Tech Deep Dive: Getting answers with references with the Chat tool

Welcome to yet another article from our Tech Deep Dive series, where we unravel the intricate technology powering our tools. In this one, we will take a closer look at the technology behind our newest tool – the Chat. We will see how the tool generates answers, how we are dealing with hallucinations and what is the uniqueness of this solution.

Do you wanna be notified whenever we publish new articles? Subscribe to our newsletter!

What is the Chat tool?

Let’s start with the basics – what is the Chat tool? The Chat tool is the newest module in the Researcher Workspace platform. It leverages the capabilities of the Large Language Model (LLM) and is designed to answer user questions about information in the dataset with precision, backed by references and the ability to tap into general knowledge when needed.

Large Language Models

Large Language Models, or LLMs, are the backbone of natural language processing in the field of artificial intelligence. These sophisticated models are designed to understand, generate, and manipulate human-like text, making them invaluable tools for a wide range of applications. From chatbots and virtual assistants to content generation and language translation, LLMs play a crucial role in making human-computer interactions more intuitive and efficient. Iris.ai Chat tool is based on an open source model and specialized on scientific text.

So how exactly does it work

At the heart of the Chat Tool lies the Large Language Model, a large neural network model with billion parameters that enables the tool to understand and respond to user queries. This cutting-edge technology allows the tool to interpret questions, analyze context, and generate accurate responses, all in real-time. The Chat tool consists of two components based on RAG architecture – retrieval and generation, with unique adjustments.

RAG architecture

In a nutshell, the Retrieval Augmented Generation architecture enhances the ability of LLMs to answer user questions by providing external data sources which are relevant to the user query. To do this, it usually represents documents and queries as numeric vectors and uses efficient algorithms for computing vector similarity.

Our approach

Our current implementation differs from the commonly known RAG architecture. Instead of retrieving information using vector representations of documents and queries, we use fingerprinting and RV coefficient to rank documents to fulfill the context of the user’s intent.

On top of that, by default the Chat tool’s knowledge is limited to the documents in the dataset. By constraining the Chat tool’s knowledge to the provided dataset, we ensure that the responses are not only accurate but also contextually grounded. This deliberate limitation acts as a safeguard, reducing the risk of hallucinations.

When the user submits the query, the machine finds the top relevant articles from the dataset provided. This approach is similar to our Explore tool and context filters.

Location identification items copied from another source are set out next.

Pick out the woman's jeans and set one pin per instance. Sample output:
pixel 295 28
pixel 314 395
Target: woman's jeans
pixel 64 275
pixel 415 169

After ranking the documents, we present the top results back to the model, which then generates the answer based on these top articles and presents it to the user.

References

What sets the Chat Tool apart is its commitment to transparency and credibility. With each response, the tool provides sources and references, empowering users to delve deeper into the subject matter. This feature not only aids in verification but also promotes a culture of academic rigor and accountability. The references are these top relevant articles found through fingerprinting. Each of the references have a percentage which is associated with the relevance score according to the query. So this is not an indication of what extent this document has been used to answer the question. But this is the criteria by which the document was selected to be used by the chatbot.

Using general knowledge

To select documents for the answer, the machine needs to find the documents with at least 50% relevance. In instances where the dataset doesn’t contain the necessary information, the Chat Tool asks for the permission to tap into general knowledge. This approach ensures that users receive comprehensive answers, even when the information lies beyond the curated dataset.

Why The Chat Tool Stands Out

Reliability: Users can trust the responses generated by the Chat Tool, thanks to its reliance on a curated dataset and the transparency of sourced references.
Versatility: The LLM technology enables the tool to understand nuances in language and provide precise, contextually relevant answers.
Adaptability: The Chat Tool’s ability to tap into general knowledge makes it a universal tool to answer your questions.

Future developments

Our key future development revolves around expanding the context. It requires partial retraining of the model to change the amount of text (number of words) the machine can process at once. Expanding the context goes hand in hand with the goal of facilitating smoother and more natural dialogues between users and the AI system as well as increasing the accuracy of the answers.

In the further future, we are thinking of creating our own Large Language Model trained specifically on scientific documents.

Conclusion

In summary, the Chat Tool, powered by the Large Language Model, is a cutting-edge solution utilizing the unique RAG architecture. Its precision and reliability stem from document ranking through fingerprinting and RV coefficient, ensuring contextually grounded answers. Transparency is prioritized, with sourced references provided for verification. The deliberate dataset limitation guards against hallucinations. The tool’s adaptability to tap into general knowledge, coupled with plans for future developments, such as handling full-text documents and a specialized scientific model, cements its position as a dynamic and essential resource for diverse inquiries.